Paul Handley - One Poem

Museums (Frame This)

We took my daughter to see prehistoric wonders.
She wasn’t disappointed but
adjusted to the lack of flesh.

I considered spirit presence
since this was a graveyard of sorts
or did they remain at the grounds of demise,

where Neanderthals sucked bone marrow
after those at the apex of the food chain
slept with full belly contentment,

after gorging on dino flesh ripped away
with the cutlery appendages of claw and teeth.

I realized this was a place
where one could do the worst deed they could.
An evil so vile it should only be hummed.
Nothing as commonplace as rape or murder,

but graffiti. Messing the place up.
Desecration on a sacrilege level,
greater than in a church or synagogue.

Spray paint a blue-grey star on a maxilla
or a leprechaun on a neural arch.
Loot a few links of osseous tissue

to place under my seat cushion
to take myself to another era,
pre ancient text of genesis, torah and koran.

If I swallowed artwork like Bierstadt’s “Lander’s Peak,”
to feel the abstract sublime infuse
the lumbering ardor of my typing,

this act would have me reviled nationwide in newspapers,
repeated every fifteen minutes on highlight news,
and perhaps painful legal analysis,
leaving elliptical jockeys in the gym cursing
the assumed failing of viewers to fill the ellipsis.

The knock is that Americans don’t value art.
Liars! A museum is the modern sacred temple where
thou shall not desecrate, sell wares, spread false witness, etc.

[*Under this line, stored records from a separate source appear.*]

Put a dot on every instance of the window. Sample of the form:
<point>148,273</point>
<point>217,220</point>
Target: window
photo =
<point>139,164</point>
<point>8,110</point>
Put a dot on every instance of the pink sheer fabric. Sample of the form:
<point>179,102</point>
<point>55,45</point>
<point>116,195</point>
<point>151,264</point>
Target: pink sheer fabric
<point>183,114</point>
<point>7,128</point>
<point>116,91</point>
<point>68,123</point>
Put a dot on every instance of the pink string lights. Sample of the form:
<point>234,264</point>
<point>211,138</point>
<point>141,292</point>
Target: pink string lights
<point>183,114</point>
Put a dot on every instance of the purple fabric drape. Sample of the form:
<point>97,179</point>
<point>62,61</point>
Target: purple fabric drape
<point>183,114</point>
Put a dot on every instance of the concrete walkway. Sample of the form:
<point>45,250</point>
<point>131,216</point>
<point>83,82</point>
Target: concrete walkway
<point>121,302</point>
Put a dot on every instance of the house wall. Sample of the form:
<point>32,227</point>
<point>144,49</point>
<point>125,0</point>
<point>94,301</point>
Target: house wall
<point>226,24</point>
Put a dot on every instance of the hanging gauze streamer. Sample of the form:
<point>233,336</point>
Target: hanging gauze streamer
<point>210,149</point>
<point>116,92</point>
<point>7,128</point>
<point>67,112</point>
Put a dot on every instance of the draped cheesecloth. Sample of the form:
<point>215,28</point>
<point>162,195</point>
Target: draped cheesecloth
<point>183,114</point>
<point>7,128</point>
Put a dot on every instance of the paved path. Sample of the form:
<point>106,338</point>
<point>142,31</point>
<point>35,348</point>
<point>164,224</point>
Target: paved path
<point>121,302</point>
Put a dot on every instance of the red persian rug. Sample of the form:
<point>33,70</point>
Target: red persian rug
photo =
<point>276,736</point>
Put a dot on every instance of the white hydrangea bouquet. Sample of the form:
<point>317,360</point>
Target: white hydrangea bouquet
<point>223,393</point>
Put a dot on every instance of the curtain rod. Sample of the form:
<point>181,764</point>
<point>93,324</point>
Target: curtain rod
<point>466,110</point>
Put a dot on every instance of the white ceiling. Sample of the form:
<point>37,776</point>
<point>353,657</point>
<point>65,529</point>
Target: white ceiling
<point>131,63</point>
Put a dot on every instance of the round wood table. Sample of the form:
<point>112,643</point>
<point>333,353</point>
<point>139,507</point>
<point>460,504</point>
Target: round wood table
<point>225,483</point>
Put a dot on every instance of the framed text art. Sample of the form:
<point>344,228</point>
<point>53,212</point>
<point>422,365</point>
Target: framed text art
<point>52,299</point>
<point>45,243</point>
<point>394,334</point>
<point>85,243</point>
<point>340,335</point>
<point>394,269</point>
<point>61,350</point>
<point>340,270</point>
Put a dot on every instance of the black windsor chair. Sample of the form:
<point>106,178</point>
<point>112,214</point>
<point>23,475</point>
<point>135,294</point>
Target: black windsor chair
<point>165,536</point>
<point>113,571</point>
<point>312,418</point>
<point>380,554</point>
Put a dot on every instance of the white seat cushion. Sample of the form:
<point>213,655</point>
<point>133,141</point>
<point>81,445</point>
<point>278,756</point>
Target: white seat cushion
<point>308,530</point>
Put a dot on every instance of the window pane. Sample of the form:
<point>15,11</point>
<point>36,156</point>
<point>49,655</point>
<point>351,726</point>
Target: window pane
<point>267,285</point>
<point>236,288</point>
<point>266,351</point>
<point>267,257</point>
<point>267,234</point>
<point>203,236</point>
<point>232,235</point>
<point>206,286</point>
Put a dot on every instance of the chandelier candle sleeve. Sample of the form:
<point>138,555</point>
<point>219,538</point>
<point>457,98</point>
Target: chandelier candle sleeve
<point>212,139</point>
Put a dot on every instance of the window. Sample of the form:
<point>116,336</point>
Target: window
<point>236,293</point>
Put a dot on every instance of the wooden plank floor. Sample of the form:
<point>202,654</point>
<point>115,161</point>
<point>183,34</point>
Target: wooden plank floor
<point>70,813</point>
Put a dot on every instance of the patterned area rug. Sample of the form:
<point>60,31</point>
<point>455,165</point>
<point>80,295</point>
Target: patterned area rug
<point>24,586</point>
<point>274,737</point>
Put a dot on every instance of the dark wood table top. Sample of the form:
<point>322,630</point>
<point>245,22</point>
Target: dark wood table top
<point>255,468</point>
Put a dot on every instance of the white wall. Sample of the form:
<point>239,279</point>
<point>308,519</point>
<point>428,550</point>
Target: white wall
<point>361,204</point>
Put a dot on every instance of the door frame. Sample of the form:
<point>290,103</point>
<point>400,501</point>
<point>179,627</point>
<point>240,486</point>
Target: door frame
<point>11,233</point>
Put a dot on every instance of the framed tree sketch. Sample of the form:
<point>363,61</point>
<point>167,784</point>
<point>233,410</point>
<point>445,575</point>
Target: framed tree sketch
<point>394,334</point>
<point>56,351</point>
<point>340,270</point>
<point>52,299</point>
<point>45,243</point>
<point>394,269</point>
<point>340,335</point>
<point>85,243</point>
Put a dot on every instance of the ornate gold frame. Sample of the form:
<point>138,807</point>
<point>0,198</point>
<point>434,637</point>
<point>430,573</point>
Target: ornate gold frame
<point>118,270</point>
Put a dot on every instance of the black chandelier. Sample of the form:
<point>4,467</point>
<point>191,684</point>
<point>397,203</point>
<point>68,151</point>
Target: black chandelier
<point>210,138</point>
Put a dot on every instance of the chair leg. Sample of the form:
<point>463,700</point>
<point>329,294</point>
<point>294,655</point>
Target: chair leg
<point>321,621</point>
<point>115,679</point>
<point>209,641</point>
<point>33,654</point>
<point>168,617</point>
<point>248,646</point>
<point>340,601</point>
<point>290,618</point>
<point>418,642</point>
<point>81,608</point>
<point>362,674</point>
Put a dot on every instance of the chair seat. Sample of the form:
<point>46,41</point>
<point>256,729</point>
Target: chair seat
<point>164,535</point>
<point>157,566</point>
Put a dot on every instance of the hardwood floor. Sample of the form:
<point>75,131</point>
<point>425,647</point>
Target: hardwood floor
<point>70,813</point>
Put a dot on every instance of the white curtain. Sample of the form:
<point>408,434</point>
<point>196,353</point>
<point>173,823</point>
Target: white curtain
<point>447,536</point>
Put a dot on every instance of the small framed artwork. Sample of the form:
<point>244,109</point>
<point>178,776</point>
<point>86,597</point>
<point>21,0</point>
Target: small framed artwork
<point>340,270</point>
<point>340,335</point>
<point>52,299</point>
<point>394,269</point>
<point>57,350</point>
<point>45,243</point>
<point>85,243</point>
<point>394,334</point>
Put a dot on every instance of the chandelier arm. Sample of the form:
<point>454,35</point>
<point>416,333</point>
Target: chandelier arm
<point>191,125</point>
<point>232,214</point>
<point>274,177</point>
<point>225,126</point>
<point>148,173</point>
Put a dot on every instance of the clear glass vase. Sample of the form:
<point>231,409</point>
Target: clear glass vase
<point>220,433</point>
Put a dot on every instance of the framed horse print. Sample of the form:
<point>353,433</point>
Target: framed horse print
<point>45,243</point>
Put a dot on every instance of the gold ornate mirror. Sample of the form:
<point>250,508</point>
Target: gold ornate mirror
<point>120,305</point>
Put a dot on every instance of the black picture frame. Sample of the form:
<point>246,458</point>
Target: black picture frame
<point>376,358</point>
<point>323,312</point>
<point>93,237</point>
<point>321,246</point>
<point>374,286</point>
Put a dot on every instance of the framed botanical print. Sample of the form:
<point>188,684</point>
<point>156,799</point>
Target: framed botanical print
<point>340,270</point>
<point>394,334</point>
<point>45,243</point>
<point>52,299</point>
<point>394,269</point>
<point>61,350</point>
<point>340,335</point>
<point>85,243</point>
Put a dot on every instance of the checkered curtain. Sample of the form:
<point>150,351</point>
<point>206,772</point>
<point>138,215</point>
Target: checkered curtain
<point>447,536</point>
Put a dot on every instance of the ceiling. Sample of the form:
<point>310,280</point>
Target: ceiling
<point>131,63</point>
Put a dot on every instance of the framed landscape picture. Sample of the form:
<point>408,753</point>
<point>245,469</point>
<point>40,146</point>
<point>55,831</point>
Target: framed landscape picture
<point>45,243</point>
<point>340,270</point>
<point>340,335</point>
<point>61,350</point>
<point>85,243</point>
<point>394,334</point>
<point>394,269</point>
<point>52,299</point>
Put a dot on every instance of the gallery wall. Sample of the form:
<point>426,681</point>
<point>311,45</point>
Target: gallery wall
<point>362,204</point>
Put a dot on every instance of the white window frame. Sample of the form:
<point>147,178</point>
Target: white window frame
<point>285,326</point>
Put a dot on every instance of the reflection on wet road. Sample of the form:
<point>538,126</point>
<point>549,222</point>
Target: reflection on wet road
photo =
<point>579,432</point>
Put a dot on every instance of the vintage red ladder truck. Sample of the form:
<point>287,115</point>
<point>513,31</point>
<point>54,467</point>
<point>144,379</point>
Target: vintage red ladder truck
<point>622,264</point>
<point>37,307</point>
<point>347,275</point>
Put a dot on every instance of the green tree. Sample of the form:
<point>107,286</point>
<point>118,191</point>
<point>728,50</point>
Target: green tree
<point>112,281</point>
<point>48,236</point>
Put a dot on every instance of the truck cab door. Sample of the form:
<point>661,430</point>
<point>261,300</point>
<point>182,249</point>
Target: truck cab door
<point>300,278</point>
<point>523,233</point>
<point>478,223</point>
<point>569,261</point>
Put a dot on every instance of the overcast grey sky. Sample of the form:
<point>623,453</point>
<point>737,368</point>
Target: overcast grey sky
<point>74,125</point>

This poem is a scream for more public funding of art.
Start small. Dip a claw in a desiccated lagoon
and frame this poem.

Place it in a darkened hallway beneath a
Rothko with a hard assessment of klieg lights
and watch them mob.


Paul Handley has poems included or forthcoming in publications such as 13th Warrior Review, Anemone Sidecar, Halfway Down the Stairs, Pig in a Poke and The Smoking Poet.

1 comment:

  1. I like the idea of poetry being used as a tool for change rather than being "just a piece of art." More poets should write like this.